How new members are added to a limited liability company, or LLC, is determined by the LLC's operating agreement provided it has one. However, each state has its own laws for areas where the operating agreement is silent or there is no operating agreement. While the laws vary, most states have adopted the Revised Uniform Limited Liability Company Act in its entirety, or with only minor modifications.
Review a copy of the LLC operating agreement to determine the procedures for admitting new members, such as the number of member votes necessary. If the operating agreement provides no instruction,new members cannot be admitted unless all current members consent.
Take a member vote on admitting the member. Only when there are a sufficient number of votes pursuant to the operating agreement, or a unanimous vote in favor when the operating agreement is silent, can a new membership interest be created.
Determine the amount of contribution the new member must make. It is not essential that the current LLC members require a contribution from a prospective member, but it’s common to require one. Unless the operating agreement states the amount, a sufficient number of current members must agree on the contribution amount, which can be in cash as well as tangible or intangible assets.

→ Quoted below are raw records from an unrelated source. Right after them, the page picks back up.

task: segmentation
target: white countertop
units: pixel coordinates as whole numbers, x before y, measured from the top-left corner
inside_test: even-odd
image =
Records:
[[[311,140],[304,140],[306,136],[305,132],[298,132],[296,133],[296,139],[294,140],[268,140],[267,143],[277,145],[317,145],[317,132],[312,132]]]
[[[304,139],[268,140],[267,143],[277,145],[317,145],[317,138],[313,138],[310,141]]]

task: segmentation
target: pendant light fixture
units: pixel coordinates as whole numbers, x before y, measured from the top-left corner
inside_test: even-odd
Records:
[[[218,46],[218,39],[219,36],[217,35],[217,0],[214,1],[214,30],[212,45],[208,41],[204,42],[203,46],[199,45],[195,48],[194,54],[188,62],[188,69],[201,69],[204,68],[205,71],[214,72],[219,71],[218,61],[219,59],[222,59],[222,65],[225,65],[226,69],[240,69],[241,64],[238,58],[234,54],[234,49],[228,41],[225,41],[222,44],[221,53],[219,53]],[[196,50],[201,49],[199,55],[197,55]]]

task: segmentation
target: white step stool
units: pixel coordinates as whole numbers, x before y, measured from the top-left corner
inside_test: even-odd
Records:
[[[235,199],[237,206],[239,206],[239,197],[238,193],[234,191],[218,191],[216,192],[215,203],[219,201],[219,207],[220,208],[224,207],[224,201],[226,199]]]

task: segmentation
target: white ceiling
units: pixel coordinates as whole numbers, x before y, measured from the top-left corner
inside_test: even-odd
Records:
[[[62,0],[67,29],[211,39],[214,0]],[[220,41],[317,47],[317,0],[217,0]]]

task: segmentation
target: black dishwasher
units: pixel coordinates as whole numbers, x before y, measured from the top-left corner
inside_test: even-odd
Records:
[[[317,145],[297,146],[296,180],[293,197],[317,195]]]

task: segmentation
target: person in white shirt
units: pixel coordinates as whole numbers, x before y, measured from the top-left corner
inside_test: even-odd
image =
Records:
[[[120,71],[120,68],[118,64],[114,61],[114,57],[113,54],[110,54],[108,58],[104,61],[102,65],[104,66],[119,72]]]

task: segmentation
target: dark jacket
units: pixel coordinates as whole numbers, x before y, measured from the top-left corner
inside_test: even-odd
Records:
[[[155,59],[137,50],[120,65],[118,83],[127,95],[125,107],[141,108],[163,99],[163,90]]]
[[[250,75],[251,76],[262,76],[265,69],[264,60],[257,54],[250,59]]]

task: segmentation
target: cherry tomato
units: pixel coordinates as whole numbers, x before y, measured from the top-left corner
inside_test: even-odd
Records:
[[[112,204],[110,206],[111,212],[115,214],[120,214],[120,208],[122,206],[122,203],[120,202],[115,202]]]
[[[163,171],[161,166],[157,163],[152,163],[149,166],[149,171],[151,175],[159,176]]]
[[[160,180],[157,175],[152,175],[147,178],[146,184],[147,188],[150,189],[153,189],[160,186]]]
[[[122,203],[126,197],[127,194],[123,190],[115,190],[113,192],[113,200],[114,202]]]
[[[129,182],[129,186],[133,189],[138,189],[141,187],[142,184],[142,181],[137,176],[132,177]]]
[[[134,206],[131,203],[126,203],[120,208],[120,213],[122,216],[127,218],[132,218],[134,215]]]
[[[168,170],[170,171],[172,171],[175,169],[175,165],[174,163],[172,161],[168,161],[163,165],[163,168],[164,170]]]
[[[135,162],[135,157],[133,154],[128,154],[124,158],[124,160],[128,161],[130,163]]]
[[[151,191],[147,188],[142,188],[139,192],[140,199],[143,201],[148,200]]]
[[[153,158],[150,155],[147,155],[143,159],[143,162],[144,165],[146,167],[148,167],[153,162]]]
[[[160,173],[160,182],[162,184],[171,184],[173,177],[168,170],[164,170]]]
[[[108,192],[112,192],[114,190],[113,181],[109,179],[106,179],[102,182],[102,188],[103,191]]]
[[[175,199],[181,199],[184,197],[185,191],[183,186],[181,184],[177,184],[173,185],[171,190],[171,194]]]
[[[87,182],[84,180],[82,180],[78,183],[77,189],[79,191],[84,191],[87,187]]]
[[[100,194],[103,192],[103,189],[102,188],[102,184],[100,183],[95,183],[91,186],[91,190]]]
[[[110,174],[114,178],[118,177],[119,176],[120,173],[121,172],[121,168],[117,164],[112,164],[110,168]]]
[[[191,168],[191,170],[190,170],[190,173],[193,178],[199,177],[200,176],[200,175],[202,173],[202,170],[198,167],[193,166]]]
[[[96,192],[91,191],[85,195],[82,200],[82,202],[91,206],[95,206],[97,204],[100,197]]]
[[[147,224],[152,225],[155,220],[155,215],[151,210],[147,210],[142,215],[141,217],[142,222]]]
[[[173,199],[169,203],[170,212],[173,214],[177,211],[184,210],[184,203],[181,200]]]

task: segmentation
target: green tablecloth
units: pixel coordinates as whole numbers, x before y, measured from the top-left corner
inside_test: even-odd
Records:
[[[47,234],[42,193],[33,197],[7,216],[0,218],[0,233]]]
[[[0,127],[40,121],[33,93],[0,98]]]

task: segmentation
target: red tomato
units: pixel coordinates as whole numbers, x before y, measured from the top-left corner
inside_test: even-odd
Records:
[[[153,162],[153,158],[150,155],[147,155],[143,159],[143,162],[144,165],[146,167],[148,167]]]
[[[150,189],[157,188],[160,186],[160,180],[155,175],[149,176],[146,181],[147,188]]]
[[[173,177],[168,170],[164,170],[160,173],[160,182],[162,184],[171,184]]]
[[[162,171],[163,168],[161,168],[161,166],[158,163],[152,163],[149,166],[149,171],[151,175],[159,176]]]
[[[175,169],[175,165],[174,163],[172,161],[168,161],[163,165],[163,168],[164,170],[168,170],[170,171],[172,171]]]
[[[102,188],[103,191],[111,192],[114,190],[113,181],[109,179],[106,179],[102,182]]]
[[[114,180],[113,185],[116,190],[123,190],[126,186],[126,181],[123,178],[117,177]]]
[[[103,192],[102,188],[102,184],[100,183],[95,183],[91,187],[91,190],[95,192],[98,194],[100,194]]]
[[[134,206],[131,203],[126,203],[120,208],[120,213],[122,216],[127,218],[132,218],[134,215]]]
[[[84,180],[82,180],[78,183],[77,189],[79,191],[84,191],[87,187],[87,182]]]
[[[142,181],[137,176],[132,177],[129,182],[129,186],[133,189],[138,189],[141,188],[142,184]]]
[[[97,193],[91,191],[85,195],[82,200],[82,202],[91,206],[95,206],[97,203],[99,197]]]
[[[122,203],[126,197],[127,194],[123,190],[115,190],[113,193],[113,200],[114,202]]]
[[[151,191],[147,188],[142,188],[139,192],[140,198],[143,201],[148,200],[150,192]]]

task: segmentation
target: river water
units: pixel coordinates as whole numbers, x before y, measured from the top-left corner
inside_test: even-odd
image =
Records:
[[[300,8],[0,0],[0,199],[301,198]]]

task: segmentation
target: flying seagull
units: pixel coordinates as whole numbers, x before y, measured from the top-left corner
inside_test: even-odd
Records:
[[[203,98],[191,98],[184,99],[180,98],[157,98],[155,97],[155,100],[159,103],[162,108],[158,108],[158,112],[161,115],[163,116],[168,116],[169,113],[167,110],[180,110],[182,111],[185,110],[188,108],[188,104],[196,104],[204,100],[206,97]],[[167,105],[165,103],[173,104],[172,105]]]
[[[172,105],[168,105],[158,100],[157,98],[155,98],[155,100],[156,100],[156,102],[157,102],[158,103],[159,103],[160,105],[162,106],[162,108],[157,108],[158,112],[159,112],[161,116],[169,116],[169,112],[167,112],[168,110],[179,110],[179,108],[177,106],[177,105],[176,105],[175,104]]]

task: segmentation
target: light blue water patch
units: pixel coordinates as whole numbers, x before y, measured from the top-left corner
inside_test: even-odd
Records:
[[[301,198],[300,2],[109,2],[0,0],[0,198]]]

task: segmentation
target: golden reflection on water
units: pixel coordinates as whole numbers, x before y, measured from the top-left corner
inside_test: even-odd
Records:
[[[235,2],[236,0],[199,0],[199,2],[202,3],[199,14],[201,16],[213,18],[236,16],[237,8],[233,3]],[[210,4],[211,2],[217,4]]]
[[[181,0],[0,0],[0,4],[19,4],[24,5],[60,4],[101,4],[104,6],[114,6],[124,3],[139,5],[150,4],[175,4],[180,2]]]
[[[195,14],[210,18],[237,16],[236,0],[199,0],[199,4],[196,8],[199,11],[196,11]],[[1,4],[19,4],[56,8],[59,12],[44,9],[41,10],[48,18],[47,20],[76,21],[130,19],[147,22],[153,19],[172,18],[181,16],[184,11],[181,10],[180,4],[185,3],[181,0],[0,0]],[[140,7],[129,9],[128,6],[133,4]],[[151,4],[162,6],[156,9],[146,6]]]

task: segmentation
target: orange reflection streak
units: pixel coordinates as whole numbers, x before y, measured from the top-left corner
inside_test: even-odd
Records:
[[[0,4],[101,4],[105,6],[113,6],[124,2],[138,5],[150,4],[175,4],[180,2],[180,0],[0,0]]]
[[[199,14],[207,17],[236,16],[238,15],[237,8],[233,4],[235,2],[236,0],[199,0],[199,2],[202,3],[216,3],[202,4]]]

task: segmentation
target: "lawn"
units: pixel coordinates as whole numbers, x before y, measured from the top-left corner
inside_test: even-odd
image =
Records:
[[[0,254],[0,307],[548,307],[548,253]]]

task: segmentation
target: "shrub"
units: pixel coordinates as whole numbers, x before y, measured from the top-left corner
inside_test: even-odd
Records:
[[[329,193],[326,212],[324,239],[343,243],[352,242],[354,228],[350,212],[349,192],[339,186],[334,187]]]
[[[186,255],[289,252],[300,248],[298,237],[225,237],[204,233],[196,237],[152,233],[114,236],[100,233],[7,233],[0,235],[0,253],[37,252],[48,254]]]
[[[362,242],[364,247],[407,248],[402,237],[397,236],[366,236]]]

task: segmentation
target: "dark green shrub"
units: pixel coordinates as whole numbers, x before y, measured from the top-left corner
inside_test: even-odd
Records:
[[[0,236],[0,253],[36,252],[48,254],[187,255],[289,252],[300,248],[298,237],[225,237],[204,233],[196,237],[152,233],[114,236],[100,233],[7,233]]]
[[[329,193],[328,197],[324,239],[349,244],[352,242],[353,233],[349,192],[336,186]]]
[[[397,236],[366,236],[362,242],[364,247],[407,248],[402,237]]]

Present LLC membership terms to the new member. Since new members must adhere to all terms of the operating agreement that exists at the time of joining the LLC, it’s advisable -- though not a legal requirement -- to provide the new member with a copy of the agreement before finalizing her membership. The operating agreement is the authority on all LLC activities, and, therefore, prospective members considering making an investment in the LLC should be aware of any limitations on their authority to manage business operations.